Chapitre 4 ( nouvelle version )


Engy





Ne sachant pas si je suis la suivante, j'articule faiblement :

— Ne me faites pas de mal. Je vous en prie...

Mon voisin essuie la lame de son couteau contre le blouson en cuir du gars qu'il vient d'assassiner. Pendant qu'il se redresse pour me surplomber, j'observe sa tignasse d'un noir de jais et son regard aussi sombre que les ténèbres. Mon corps entier tremble. Des larmes inondent mes joues et je ne m'en aperçois que maintenant.

Il est d'un calme alarmant. Aucun regret ne se lit sur son visage et il ne s'inquiète pas de se faire voir. Son attention est entièrement rivée sur moi. Il agit comme si... c'était un acte... naturel. Il vient... de tuer et pas l'ombre d'un tracas ne traverse ses yeux.

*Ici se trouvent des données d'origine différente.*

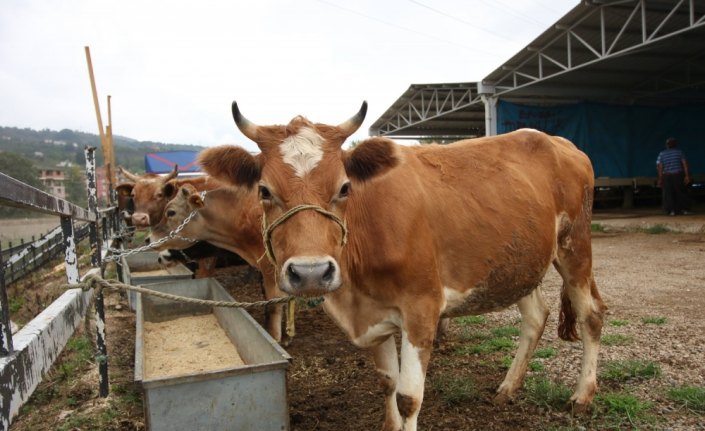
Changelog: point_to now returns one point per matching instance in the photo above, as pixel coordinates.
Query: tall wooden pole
(109, 141)
(103, 141)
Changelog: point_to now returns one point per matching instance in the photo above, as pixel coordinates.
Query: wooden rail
(27, 356)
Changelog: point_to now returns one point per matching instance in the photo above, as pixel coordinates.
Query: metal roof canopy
(633, 52)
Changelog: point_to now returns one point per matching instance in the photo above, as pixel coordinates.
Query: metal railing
(27, 356)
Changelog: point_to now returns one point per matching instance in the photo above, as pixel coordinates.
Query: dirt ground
(643, 278)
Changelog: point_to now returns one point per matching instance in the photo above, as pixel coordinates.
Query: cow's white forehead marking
(302, 151)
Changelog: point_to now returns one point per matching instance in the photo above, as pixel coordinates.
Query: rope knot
(268, 229)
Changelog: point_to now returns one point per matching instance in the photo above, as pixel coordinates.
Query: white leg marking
(411, 378)
(533, 320)
(387, 363)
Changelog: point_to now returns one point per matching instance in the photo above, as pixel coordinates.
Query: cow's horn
(247, 128)
(130, 176)
(171, 174)
(351, 125)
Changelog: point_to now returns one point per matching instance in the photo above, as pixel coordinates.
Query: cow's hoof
(501, 399)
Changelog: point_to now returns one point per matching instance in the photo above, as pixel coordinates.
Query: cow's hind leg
(387, 363)
(533, 321)
(581, 305)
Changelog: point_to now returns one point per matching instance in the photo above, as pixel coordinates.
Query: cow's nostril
(330, 272)
(294, 277)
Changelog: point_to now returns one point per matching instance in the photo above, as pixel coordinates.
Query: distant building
(54, 179)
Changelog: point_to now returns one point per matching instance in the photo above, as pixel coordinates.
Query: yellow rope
(93, 281)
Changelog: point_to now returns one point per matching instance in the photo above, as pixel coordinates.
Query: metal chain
(95, 281)
(116, 254)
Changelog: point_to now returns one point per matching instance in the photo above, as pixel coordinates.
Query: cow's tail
(567, 324)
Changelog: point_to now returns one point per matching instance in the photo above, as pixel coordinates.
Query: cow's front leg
(387, 363)
(416, 346)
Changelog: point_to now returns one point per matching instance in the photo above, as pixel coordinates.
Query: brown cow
(228, 218)
(149, 194)
(397, 237)
(126, 205)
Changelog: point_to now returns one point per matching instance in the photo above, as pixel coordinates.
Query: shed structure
(616, 77)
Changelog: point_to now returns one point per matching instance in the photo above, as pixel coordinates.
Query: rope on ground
(94, 281)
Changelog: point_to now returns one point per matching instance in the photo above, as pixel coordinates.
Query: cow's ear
(195, 201)
(124, 189)
(231, 164)
(370, 158)
(169, 190)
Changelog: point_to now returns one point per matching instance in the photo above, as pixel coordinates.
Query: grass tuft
(616, 339)
(654, 320)
(622, 371)
(542, 392)
(618, 323)
(619, 410)
(471, 320)
(691, 398)
(546, 352)
(454, 391)
(656, 229)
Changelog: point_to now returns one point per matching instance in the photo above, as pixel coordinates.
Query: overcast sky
(174, 67)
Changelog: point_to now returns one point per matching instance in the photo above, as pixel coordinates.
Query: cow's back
(486, 210)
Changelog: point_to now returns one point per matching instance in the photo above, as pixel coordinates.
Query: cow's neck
(232, 220)
(206, 183)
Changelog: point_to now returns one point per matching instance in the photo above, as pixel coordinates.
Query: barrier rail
(27, 356)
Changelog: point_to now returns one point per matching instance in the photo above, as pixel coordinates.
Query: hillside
(68, 145)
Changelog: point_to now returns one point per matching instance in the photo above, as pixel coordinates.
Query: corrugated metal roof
(649, 52)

Dès qu'il s'approche, mon corps se crispe. Il appuie la lame avec laquelle il a poignardé mon agresseur sous mon menton. Dans ce moment de terreur intense, je me retiens pour ne pas uriner dans ma culotte.

Je ne pensais pas être menacée au couteau un jour, c'est paralysant. Je sens très bien le sang contre ma peau et dans mes cheveux emmêlés. Le dégoût me donne une violente nausée.

Il me fixe longuement. À mon tour, je n'arrive pas à détourner le regard. Il finit par briser le silence froidement.

— Dégage.

Au son de sa voix, mon corps tressaute et une nuée de frissons envahit mon être. C'est comme être dévorée par une chair de poule qui liquéfie mon âme. Je... je m'attendais à mourir. Il... je... je peux vraiment partir ?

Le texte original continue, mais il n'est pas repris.